While CCA may be a leader in profits margins, they are clearly unfit to run a criminal rehabilitation program. The report highlights a case of a deaf man with HIV who filed a suit in federal district court against the District claiming CCA jailers wouldn’t give him the medical care he required. The man had been sentenced to 60 days in jail for a domestic dispute and when he inquired about medical care during his incarceration, jailers place him in solitary confinement. When not in solitary confinement, the man was kept in handcuffs and denied the ability to speak to lawyers, his family, or his partner in sign language. A spokesperson for the CCA told the Washington Post that the company took the case of the deaf man “very seriously” and were working “diligently to accommodate any special needs” of people held at their facilities.
The report also found the youth facilities severely wanting, with an almost complete lack of any programming for juveniles held in the jail, and an excessive use of solitary confinement. A Solitary Watch investigation in 2013 also found that children charged as adults and held in the DC jails often spent months on end locked down 23 hours a day in barren cells, most often for “their own protection.” Children are further isolated from their families by often being forced to visit via video stream, rather than in person.
In order to address these inadequacies, the authors propose a series of recommendations. The most dramatic of these is to demolish both the CDF and the CTF, which are physically beyond repair and no longer meet what the report calls “the District’s true correctional needs.”:
A new facility could be designed to address the prisoner population the District expects to have, and provide for the different prisoner populations, including men and women, those awaiting trial, those post-conviction awaiting transfer to the BOP, parole violators, juveniles of both sexes, individuals within each population who have special physical or mental health needs (including suicide monitoring), and individuals of all ages and gender who could benefit from substance abuse programming such as the SRTP [Secure Residential Treatment Program].
People involved in the project say the immediate aim is to get the DC City Council to order a study, and then use that study to figure out who actually is in the jail system, what they did to get there and for how long. They then hope to see new rules written that would increase the number of people who get released on their own recognizance, reducing the number who are held in jail for not being able to raise relatively small amounts of bail. The information from the study might also help advocates argue for sentencing reform, and reduce the length of time people stay in jail.

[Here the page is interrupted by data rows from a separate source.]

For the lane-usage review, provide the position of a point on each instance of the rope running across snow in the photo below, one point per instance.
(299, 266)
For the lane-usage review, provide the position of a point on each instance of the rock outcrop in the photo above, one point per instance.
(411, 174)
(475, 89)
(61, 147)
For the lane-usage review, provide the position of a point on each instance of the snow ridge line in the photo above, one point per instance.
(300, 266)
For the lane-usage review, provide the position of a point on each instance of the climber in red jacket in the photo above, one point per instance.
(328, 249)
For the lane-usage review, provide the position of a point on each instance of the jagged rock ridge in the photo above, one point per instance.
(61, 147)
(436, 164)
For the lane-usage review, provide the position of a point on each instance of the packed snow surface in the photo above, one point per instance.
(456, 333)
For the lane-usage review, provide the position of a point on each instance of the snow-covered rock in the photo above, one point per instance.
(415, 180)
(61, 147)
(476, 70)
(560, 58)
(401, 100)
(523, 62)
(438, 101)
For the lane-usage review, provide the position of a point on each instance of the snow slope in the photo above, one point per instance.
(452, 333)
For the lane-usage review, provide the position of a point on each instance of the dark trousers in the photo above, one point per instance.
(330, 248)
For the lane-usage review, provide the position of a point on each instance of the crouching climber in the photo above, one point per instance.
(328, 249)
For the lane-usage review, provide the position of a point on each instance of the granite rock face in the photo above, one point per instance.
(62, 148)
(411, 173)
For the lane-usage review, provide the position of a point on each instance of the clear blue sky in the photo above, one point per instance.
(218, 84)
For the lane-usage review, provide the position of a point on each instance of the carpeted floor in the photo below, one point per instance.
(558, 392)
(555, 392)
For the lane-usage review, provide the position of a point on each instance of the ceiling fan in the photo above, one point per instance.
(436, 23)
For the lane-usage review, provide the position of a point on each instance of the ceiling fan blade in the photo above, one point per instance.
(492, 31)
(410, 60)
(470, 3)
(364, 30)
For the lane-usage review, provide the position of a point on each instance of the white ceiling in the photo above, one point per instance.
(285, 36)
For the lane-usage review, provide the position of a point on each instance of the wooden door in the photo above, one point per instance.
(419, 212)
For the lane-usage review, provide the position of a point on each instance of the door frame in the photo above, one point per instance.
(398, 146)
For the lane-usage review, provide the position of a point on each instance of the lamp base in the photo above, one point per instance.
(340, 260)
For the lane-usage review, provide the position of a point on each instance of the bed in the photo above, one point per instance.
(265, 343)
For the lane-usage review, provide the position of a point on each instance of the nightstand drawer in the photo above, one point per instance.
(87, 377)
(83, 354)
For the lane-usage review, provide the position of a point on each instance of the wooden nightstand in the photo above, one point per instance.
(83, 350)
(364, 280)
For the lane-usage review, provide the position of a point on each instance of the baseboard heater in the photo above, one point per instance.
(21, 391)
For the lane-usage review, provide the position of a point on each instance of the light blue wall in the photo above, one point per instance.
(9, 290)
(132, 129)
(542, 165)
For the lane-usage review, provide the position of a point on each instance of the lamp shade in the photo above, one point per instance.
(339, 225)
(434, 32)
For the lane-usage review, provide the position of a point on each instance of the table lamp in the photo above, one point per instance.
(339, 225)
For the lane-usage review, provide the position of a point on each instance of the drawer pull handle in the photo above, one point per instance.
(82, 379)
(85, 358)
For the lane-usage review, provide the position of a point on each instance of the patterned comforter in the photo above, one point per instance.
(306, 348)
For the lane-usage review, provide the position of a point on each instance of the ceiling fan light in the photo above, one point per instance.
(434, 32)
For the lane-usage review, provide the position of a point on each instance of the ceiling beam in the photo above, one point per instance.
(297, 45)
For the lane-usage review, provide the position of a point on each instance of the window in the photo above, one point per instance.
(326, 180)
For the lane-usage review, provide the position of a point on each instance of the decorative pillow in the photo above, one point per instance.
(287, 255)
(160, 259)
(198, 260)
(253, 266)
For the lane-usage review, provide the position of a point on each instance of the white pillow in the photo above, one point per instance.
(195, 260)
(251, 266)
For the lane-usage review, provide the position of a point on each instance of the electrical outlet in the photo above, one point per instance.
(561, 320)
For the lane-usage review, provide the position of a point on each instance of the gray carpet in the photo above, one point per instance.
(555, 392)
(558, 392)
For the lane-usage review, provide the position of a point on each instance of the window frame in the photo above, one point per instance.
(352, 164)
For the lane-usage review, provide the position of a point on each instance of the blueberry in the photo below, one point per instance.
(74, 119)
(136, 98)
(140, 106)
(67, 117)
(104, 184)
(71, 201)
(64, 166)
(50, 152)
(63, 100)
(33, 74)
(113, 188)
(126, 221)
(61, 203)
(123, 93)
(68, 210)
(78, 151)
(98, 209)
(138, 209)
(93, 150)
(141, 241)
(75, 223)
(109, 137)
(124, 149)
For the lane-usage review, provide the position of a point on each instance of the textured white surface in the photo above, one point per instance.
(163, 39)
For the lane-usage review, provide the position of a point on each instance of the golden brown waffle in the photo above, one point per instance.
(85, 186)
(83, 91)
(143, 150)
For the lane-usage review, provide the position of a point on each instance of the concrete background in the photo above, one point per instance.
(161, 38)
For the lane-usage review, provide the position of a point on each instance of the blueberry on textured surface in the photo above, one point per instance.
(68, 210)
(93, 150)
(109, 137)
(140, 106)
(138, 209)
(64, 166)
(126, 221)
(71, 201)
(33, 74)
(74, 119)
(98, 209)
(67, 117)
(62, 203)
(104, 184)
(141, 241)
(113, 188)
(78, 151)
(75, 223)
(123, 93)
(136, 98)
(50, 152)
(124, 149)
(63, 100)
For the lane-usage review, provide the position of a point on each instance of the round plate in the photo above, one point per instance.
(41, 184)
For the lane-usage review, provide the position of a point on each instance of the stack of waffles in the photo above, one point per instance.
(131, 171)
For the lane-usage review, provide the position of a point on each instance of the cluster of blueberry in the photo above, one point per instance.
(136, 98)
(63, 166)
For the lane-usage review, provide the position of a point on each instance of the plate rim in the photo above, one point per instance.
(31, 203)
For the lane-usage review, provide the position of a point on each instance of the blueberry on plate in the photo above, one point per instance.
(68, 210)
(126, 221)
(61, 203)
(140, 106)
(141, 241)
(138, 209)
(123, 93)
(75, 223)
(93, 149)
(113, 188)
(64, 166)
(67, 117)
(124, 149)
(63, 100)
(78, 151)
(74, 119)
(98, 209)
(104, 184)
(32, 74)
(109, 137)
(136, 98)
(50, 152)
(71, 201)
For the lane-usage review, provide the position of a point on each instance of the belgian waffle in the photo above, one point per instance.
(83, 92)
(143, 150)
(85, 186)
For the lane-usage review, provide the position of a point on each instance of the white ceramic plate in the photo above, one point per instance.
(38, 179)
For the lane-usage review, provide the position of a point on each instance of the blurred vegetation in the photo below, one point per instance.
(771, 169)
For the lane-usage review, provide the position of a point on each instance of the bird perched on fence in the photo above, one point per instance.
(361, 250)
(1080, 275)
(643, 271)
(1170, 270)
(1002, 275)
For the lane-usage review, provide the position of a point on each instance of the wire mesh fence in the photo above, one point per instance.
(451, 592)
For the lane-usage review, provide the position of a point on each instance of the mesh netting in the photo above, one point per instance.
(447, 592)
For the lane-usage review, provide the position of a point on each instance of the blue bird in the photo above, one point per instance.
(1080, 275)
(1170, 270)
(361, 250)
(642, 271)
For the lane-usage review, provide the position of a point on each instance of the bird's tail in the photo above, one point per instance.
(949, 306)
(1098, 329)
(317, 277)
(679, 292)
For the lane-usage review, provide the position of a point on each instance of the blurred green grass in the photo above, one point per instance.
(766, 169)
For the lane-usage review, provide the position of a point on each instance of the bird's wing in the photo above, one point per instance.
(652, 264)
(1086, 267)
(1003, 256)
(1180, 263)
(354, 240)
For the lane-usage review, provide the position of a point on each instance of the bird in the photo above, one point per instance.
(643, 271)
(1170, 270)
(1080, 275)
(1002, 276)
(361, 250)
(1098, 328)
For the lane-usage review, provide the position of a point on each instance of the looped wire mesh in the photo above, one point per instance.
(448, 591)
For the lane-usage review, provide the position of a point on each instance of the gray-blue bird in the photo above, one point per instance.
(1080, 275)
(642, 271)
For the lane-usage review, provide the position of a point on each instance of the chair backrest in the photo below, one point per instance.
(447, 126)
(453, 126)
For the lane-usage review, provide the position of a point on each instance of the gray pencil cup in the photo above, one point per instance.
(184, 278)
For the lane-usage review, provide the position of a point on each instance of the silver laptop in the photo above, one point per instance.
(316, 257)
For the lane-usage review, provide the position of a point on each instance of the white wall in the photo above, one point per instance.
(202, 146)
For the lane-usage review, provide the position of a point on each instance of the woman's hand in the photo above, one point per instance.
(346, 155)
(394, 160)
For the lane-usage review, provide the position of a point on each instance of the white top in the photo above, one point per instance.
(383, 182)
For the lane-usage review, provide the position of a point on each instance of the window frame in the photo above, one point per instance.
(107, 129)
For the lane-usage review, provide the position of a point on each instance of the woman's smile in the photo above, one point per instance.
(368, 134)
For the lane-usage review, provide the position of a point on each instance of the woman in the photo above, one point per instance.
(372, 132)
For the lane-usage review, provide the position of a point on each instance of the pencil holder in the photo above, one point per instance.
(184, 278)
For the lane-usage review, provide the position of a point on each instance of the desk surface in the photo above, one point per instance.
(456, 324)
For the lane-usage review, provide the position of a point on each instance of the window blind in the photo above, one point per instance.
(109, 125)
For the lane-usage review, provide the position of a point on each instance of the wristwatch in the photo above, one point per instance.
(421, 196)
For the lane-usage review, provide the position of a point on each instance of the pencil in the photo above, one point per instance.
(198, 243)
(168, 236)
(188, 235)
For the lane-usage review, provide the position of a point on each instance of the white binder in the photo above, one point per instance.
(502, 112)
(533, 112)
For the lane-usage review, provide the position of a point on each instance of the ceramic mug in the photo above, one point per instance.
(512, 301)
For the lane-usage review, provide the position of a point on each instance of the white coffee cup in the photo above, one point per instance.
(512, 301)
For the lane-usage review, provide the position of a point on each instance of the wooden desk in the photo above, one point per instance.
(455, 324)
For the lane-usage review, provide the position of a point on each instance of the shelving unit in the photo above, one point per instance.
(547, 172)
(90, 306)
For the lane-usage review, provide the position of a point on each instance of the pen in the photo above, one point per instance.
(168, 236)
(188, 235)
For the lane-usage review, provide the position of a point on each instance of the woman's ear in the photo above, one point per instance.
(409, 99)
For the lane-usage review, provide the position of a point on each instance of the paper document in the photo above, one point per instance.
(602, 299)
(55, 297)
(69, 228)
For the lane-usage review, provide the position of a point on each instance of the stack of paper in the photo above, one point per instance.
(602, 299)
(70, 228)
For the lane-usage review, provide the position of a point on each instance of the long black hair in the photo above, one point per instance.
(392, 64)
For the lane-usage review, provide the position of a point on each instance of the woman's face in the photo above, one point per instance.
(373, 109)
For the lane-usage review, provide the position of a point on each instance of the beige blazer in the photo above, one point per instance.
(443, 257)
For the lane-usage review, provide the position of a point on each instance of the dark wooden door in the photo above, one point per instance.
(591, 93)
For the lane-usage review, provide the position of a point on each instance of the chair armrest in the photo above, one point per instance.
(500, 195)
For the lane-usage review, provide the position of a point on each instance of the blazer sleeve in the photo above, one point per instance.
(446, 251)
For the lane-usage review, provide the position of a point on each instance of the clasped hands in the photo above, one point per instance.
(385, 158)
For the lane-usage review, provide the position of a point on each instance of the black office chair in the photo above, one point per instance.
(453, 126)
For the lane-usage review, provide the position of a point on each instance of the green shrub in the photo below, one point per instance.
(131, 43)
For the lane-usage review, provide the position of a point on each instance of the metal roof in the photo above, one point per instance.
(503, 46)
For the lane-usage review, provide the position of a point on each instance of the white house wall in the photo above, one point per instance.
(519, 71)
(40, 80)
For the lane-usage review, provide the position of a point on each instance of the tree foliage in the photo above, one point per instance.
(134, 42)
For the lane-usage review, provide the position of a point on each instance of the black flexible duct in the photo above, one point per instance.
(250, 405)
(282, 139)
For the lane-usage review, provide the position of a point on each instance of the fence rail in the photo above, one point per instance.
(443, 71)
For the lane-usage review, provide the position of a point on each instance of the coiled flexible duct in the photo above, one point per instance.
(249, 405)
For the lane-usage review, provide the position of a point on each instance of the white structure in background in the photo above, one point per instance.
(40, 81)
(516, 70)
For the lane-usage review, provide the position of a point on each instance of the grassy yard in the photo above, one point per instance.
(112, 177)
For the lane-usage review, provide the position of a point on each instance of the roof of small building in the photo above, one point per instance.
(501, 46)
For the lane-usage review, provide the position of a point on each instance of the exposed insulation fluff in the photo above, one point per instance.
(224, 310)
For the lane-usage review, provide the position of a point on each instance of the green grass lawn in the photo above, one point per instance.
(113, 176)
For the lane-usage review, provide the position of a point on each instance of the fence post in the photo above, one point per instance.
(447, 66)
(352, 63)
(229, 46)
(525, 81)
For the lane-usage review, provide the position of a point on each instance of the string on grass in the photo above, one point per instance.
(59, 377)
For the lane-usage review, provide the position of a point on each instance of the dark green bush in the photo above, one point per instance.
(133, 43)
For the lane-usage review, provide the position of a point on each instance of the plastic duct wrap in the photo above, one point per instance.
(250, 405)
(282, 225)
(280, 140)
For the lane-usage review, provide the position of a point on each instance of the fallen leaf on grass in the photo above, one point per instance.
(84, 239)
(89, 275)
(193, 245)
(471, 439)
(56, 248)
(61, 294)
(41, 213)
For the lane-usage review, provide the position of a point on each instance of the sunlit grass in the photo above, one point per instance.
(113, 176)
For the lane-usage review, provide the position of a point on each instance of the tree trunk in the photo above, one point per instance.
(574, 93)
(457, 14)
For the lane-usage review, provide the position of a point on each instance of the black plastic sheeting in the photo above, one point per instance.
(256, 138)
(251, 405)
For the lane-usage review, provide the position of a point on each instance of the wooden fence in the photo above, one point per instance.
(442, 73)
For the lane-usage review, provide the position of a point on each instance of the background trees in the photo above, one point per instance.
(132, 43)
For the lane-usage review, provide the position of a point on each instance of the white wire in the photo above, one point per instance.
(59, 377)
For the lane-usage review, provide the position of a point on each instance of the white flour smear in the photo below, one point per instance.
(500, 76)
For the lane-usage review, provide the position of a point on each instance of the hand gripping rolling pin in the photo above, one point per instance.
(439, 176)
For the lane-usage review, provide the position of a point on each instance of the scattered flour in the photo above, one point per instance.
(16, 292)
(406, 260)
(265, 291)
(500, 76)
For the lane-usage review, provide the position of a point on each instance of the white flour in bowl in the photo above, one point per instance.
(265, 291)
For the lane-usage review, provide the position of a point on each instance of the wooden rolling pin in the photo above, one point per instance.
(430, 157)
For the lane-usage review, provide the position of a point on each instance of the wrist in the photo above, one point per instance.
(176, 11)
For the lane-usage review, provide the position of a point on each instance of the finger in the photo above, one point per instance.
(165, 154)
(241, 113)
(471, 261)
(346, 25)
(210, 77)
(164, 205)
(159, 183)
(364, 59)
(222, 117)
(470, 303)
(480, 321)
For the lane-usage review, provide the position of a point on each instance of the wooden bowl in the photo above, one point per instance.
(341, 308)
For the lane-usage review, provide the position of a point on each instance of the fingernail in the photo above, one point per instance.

The first step toward these goals has now been taken, as the D.C. City Council recently voted to spend $150,000 studying the future of the jail system. There have been several prior studies, however, none of them bearing results nearly as dramatic as the Washington Lawyers’ Committee recommends.
Another report recommendation is that the District allow its contract with CCA, which expires in 2017, to lapse, and kick the company out of the D.C. prison business. The company is a tough, adroit political infighter that spends millions a year lobbying at the federal, state, and local levels, and has made contributions to District mayoral and City Council races. If CCA goes, it likely will not go quietly.